Primo fra tutti, lo psicologo Meluzzi, il portavoce di Don Gelmini. Meluzzi  ha affermato serenamente che le maestre di Rignano sono innocenti e lui, pur non avendo letto le carte, ne è sempre stato sicuro. Bravo! Così alle cinquanta denunce per abusi sessuali da cui deve verbalmente difendere Don Gelmini, potrà aggiungere le circa 30 di Rignano Flaminio. Non saranno troppe per un uomo solo?

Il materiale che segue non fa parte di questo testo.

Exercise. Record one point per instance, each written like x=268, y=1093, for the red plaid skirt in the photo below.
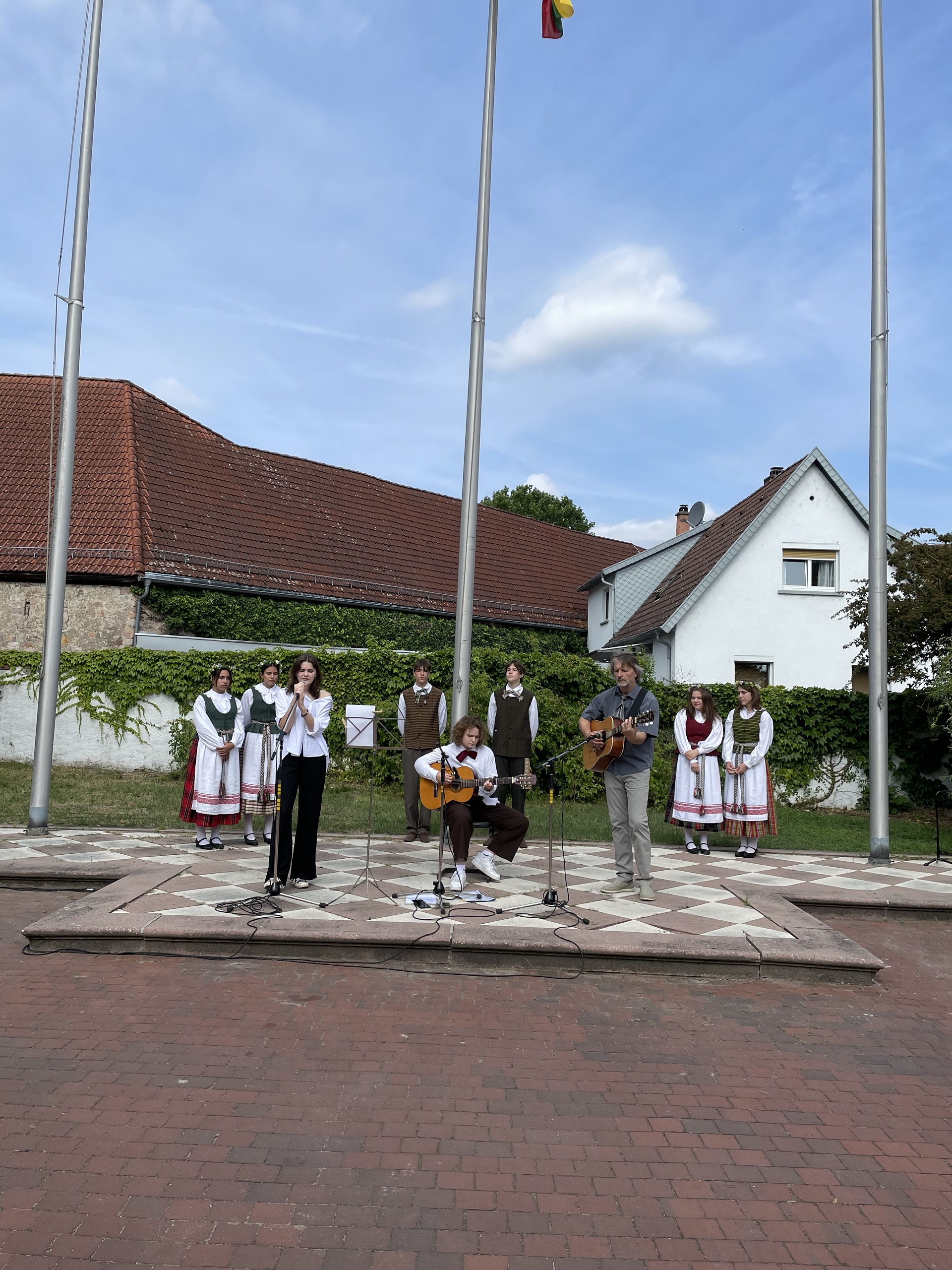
x=756, y=828
x=187, y=812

Seconda penna felice, Renato Farina: dopo aver difeso se stesso da tutt’altro tipo di accuse, per tenersi in allenamento, decide di scrivere un articolo in cui si dice certo DELL’INNOCENZA degli indagati di Rignano e titola il suo pezzo:”Noi l’avevamo detto”. Anch’io l’avevo detto che non tutti sono obbligati a scrivere qualcosa. E poi, il pezzo da novanta, il giornalista Carlo Bonini di Repubblica che, fra un elicottero di Speciale e un fascicolo che scotta, chiede che l’indagine per abusi sessuali sui trenta bambini di Rignano Flaminio venga definitivamente archiviata. Essendo però una penna raffinata, non lo fa con la rozzezza degli altri. In pratica egli propone di “far cadere la cosa”, citando il termine inglese “drop the investigation”. Purtroppo, appena ho letto l’inizio del suo articolo, mi è venuta in mente una vecchissima scenetta di Franco Franchi e Ciccio Ingrassia recentemente riproposta.Ciccio teneva in braccio Franco, e quando Franco diceva “Facciamo cadere la cosa” Ciccio  rispondeva “ Sì, facciamola cadere” e mollava Franco per terra. Era esilarante. Ma il talento si vede anche nel titolo che, forse non ha fatto lui ma che sicuramente porterà fortuna al suo autore: “Indagini senza futuro”Anche Bonini, come Farina, “lo aveva detto” che a Rignano non era successo niente ma io, ogni volta che sento ostentare tanta sicurezza in casi così complessi, mi domando: “Andrei a casa di una persona sconosciuta che afferma di aver subito un furto a dirgli, guarda che ti sei sbagliato, a te non è sparito niente. I ladri te li sei inventati.” No, perché non conosco la persona, non so cosa c’era a casa sua e non avrei gli elementi per affermare che non gli sia sparito nulla. In più, non conoscendolo affatto, non potrei neppure dargli del pazzo o del visionario. Ma a Rignano Flaminio tutto è permesso, si va a casa degli altri e si emette una sentenza inappellabile. Tanto chi li conosce quelli? Valgono e contano meno di zero. Una trentina di mocciosi manipolati da genitori impazziti, che peso vuoi che abbiano nella società? Nessuno, rispetto a tanti bravi giornalisti.